THE recognition of local government in the Australian Constitution would not guarantee councils get their fair share of funding, former Liberal Party leader John Hewson warned on Monday.

Dr Hewson, speaking after a special forum on the Henry tax review at the Australian National University, said the problem both states and local councils faced, in not getting enough funding from the Federal Government to cover their costs, was no closer to resolution.

Dr Hewson criticised the current 24-hour media news cycle and a resistance by the Federal Government to meaningfully face such problems in a genuine public debate.

While the government last year held a forum on tax, Dr Hewson said such talkfests had not resulted in any lasting change for the nation's tax system.
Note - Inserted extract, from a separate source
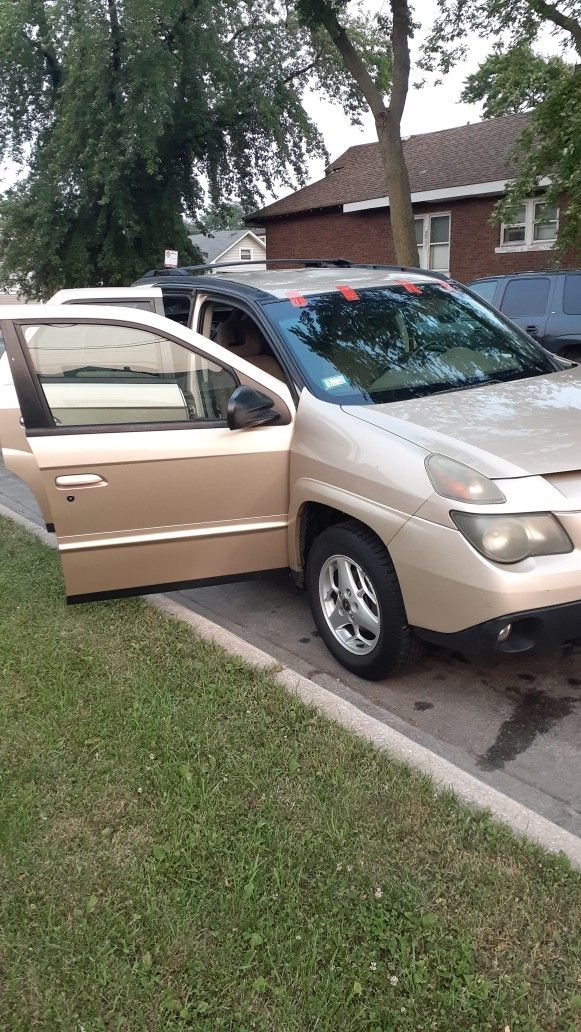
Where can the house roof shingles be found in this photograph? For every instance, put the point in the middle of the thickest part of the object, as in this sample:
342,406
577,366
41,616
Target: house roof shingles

"The current political system simply does not have enough scope to look at the initiatives the country needs to face," he said. "Something Ken Henry (special advisor to the Prime Minister) highlighted was that his tax review was not direct recommendations for change, but rather a ways document on what should be done to help Australia to adjust to its changing economy - it simply identifies the issue in the hope the debate will ensue."

Dr Hewson, an academic economist, said the hope that constitutional recognition of local government would secure the funding it needed were unfounded.

"If the states cannot get what should be their share of the goods and services tax, then there's no certainty local governments could," he said.

He said the mining tax, which was a proposal of the Henry tax review, was widely panned as a failure for the regions.

"The government has handled this very badly, and the lack of the company tax rate which the mining tax was meant to fund, means the opposition has been able to score point after point against the government," he said. "The argument that the tax should fund infrastructure in the regions has failed because rather than sending the revenue into a sovereign wealth fund where it can be tracked, it will go back into consolidated revenue."